Communication with your technicians is key, according to Lincoln Electric’s Eric Snyder, senior product manager-Engine Driven Welders. “Ask questions to make sure that the repair need and the welding process are understood before the repair begins,” Snyder says. “Being clear on the objective, the welding procedure and other specifics of the process will help ensure that the repair is done correctly and will be durable.”
The biggest keys to choosing welding equipment for a service truck will be what your technicians need and the room available on the truck.
“Most contractors will own their own service trucks, so if they’re going to sink $110,000 into a truck, it makes sense to have $4,000 of welding equipment tied into that,” Wierschke says.
But you have to tie it in an efficient way. “Combination” generator equipment allows managers to buy welding equipment together with other necessities for field repair, all in one unit.

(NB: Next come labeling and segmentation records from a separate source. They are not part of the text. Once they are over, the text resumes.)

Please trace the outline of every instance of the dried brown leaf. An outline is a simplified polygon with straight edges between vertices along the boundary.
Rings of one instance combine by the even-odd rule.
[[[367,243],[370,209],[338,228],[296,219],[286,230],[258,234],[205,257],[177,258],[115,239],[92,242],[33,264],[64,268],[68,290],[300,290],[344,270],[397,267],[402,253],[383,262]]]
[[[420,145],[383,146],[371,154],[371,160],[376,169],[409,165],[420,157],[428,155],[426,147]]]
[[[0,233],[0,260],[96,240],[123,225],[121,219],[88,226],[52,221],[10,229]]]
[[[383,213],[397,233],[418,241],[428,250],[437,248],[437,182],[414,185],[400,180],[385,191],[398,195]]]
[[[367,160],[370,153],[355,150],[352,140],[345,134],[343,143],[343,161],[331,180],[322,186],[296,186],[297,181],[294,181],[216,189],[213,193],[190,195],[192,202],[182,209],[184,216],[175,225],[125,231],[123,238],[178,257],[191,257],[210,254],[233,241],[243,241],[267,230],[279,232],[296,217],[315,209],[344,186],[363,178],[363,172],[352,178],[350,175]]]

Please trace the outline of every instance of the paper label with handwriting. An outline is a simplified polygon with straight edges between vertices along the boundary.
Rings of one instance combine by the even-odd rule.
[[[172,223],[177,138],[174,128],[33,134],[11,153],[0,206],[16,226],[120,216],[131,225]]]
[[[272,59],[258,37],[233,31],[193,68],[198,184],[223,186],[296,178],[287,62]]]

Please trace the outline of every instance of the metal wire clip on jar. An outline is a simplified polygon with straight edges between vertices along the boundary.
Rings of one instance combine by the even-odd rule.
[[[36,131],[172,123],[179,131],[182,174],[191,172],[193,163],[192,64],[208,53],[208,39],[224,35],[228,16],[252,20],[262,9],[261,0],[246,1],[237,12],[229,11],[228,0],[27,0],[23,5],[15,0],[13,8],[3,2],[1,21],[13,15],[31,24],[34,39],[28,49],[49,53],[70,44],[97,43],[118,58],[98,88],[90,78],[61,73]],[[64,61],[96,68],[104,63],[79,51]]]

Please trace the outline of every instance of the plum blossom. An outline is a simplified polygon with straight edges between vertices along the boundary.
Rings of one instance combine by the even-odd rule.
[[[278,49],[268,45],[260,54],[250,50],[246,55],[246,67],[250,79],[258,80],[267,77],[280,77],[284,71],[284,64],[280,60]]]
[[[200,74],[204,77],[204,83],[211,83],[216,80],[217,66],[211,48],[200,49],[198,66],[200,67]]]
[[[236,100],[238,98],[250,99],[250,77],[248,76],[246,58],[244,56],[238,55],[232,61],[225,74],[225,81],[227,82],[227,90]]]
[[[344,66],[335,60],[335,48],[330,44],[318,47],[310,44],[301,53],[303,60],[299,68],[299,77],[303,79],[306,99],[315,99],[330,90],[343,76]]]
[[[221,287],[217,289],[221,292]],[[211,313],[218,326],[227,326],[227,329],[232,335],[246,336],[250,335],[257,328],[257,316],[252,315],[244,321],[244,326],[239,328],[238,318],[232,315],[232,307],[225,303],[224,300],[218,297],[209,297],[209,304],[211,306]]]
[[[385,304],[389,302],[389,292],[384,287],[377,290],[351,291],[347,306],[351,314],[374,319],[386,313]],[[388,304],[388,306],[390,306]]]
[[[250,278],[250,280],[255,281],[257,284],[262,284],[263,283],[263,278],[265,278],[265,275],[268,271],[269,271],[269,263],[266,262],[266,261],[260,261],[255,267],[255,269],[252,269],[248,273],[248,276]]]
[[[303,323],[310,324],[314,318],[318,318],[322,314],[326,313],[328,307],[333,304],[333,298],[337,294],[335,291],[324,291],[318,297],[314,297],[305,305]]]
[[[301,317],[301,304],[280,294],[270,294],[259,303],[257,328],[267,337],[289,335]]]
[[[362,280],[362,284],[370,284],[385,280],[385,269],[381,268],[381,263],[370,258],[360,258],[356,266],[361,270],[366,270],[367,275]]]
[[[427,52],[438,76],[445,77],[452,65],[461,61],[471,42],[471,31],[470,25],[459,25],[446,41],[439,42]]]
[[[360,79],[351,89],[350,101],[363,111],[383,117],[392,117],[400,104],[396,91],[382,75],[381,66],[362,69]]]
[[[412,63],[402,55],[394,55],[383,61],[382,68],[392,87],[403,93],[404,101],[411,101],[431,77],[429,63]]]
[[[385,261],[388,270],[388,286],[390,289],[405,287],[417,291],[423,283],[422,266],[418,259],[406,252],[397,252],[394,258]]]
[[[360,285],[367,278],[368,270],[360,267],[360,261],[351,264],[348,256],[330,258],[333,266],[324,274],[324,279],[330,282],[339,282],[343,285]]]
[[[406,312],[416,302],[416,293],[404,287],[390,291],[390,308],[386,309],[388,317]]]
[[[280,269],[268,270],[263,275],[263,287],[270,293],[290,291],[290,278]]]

“When you’re dealing with space constraints, you have to think about what else the mechanics have to do,” Wierschke says. “What can you do to lighten the mechanic’s load and yet provide space for other things?”
Manufacturers of today’s engine-driven welding generators have responded with truck-bed-fitting boxes featuring both welding and power-generation capabilities, as well as air compressors.

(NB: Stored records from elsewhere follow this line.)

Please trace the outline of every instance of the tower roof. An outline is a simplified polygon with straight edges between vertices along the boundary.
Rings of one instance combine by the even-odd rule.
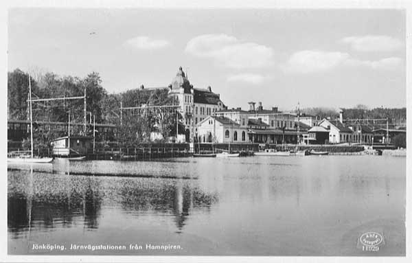
[[[189,82],[189,80],[186,78],[185,72],[181,67],[179,68],[179,70],[176,73],[176,77],[172,80],[172,90],[179,90],[181,88],[184,89],[185,93],[190,93],[190,89],[192,88],[190,82]]]

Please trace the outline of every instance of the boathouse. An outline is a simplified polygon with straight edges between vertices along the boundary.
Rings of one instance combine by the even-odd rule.
[[[52,141],[53,155],[67,157],[73,155],[84,155],[89,149],[93,148],[92,137],[67,136],[57,138]],[[69,144],[70,146],[69,147]],[[70,152],[69,152],[70,150]]]

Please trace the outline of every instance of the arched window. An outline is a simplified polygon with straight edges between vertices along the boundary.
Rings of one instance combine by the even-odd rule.
[[[225,137],[229,138],[229,130],[226,130],[226,131],[225,132]]]

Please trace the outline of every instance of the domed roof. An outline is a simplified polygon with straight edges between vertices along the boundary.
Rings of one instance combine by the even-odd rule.
[[[185,72],[182,69],[182,67],[180,67],[176,73],[176,77],[172,80],[172,89],[179,90],[181,88],[183,88],[185,93],[190,93],[191,87],[189,80],[186,78]]]

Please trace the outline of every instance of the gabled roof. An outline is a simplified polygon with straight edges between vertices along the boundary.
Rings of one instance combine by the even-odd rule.
[[[194,103],[218,105],[219,102],[222,102],[219,94],[214,93],[207,89],[193,89],[193,91]]]
[[[258,119],[249,119],[247,122],[248,126],[266,126],[268,127],[269,125],[265,124],[264,122],[259,122]]]
[[[372,129],[365,125],[360,126],[360,130],[362,130],[363,133],[372,133]]]
[[[342,124],[342,122],[339,122],[338,119],[331,120],[331,119],[323,119],[321,121],[321,122],[319,122],[319,124],[323,122],[329,122],[330,124],[331,124],[332,125],[335,126],[341,133],[353,133],[353,130],[352,130],[349,128],[345,126],[345,125],[343,125],[343,124]]]
[[[220,124],[222,124],[223,125],[227,125],[227,126],[230,125],[230,126],[240,126],[238,124],[237,124],[236,122],[232,121],[229,118],[227,118],[226,117],[219,117],[219,116],[207,116],[203,121],[201,121],[201,122],[199,122],[197,125],[200,126],[202,123],[205,122],[209,119],[214,119],[216,122],[220,122]]]
[[[329,133],[329,130],[323,126],[313,126],[308,133]]]
[[[310,128],[310,126],[306,124],[303,123],[302,122],[299,122],[299,126],[301,129],[308,129]]]

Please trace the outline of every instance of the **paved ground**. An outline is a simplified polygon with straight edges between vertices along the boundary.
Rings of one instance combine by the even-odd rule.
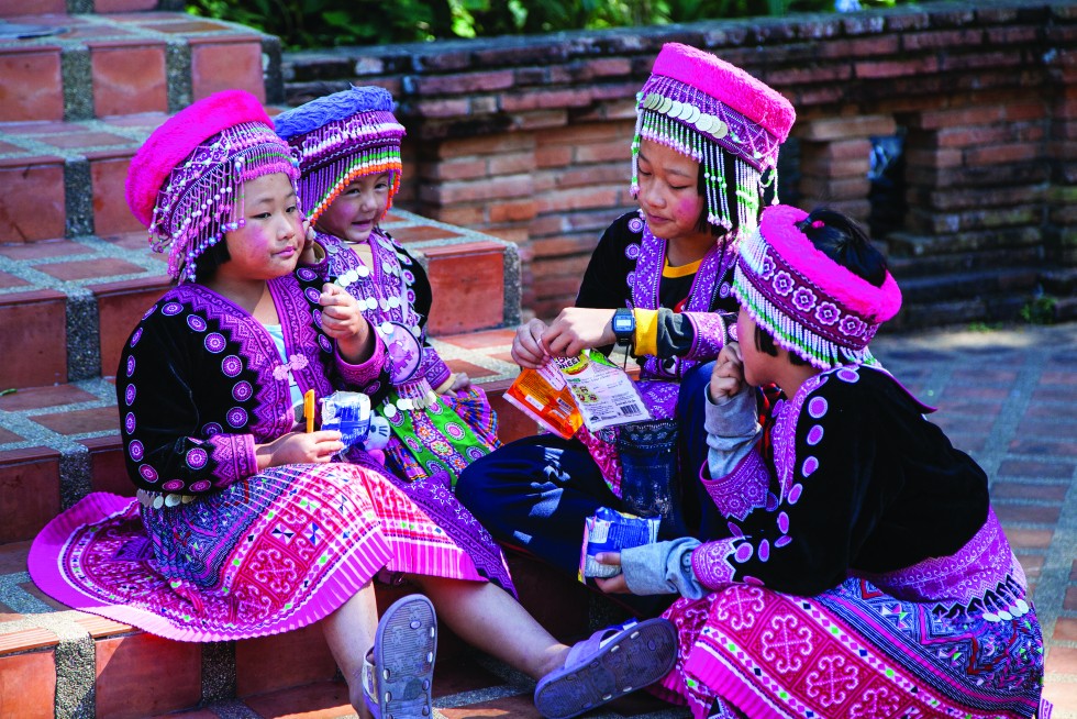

Self-contained rotary screw air compressors will not only run air tools, but will also run plasma cutters.
Wierschke also identified two types of service trucks that may help dictate what kind of combination equipment to purchase.

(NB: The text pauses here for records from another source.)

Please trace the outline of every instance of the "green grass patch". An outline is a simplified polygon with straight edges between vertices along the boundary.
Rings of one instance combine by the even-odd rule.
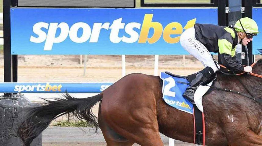
[[[65,121],[59,121],[52,126],[56,126],[61,127],[91,127],[91,125],[86,121],[73,121],[66,120]]]

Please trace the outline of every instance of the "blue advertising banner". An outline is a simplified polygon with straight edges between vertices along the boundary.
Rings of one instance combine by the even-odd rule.
[[[262,32],[262,8],[253,8],[253,19],[256,21],[258,26],[258,31]],[[253,54],[259,54],[258,49],[262,49],[262,33],[260,32],[257,35],[253,38]]]
[[[217,24],[217,8],[11,10],[13,54],[188,54],[180,36]]]
[[[112,83],[0,83],[0,93],[99,93]]]

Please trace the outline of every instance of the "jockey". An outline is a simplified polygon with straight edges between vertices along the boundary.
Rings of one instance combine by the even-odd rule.
[[[195,78],[183,96],[194,101],[196,89],[218,70],[210,52],[219,52],[220,63],[231,71],[251,72],[251,67],[243,67],[237,61],[236,46],[238,44],[246,46],[259,32],[256,22],[247,17],[238,20],[234,28],[196,23],[185,30],[180,37],[181,45],[205,68],[194,74]]]

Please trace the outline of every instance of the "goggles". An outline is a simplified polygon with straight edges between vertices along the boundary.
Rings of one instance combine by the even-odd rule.
[[[245,33],[246,33],[246,36],[247,38],[248,39],[251,39],[253,38],[253,36],[257,36],[257,34],[256,33],[247,33],[247,32],[245,30],[245,29],[244,29],[243,26],[242,25],[242,24],[241,23],[241,21],[240,21],[240,19],[239,19],[239,22],[240,23],[240,25],[241,25],[241,26],[242,27],[242,28],[244,31],[244,32]]]

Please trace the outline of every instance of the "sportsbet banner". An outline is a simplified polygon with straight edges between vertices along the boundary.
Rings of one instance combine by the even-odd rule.
[[[262,8],[253,8],[253,19],[258,26],[258,31],[260,33],[256,36],[253,38],[253,54],[258,54],[259,51],[257,49],[262,49],[262,19],[261,14],[262,14]]]
[[[11,9],[16,54],[187,54],[180,36],[217,24],[217,9]]]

On a truck without a crane, Wierschke says managers should think about a single unit with a multi-process output (for welding and air tools, including plasma cutters), at least 13,000 watts of generator power, a rotary screw compressor, and a battery charger, or jump starter, to provide the most features while taking up the least amount of space.
According to the company, such a single unit takes up only half the bed space of a separate, engine-driven air compressor and welder/generator.
“If you do have a hydraulic crane on the truck, it makes sense to purchase equipment that can power the crane, provide air power, and provide welding generator power, all without the truck idling,” Wierschke says.
Versatility is a necessity to tackle a wide range of field repair situations.
“You can remove the bad steel with arc gouging or with a power tool driven through the generator power of the machine,” Wierschke explains, “then you can clean that weld joint and get the dirt, paint and grease out of there with grinders powered by the generator on the machine. Then comes the welding, and all of that work can be done out of one box, on one truck.”
Finally, consider what type of fuel you will use for your engine drive. Welding generators that run on gasoline are generally smaller and lighter weight. A newer trend, electronic fuel-injected gasoline welding generators offer reduced fuel consumption and emissions.
Diesels often use less fuel than similar gasoline-powered products.
“Industrial diesel welders are generally more expensive than commercial gasoline or LPG welders,” Lincoln’s Snyder says. “You can get more life out of a diesel engine through overhauls, and they’re also more suitable for longer repair jobs. Gas welders will start more easily in cold weather without starting aids and winterized fuel.”
Also, always be sure to check local regulations and company policies where your crew is working, as certain sites may prohibit diesel and gasoline engines, and instead call for LPG welding generators. “All engine-driven welders should be operated in open spaces with adequate ventilation,” Snyder says.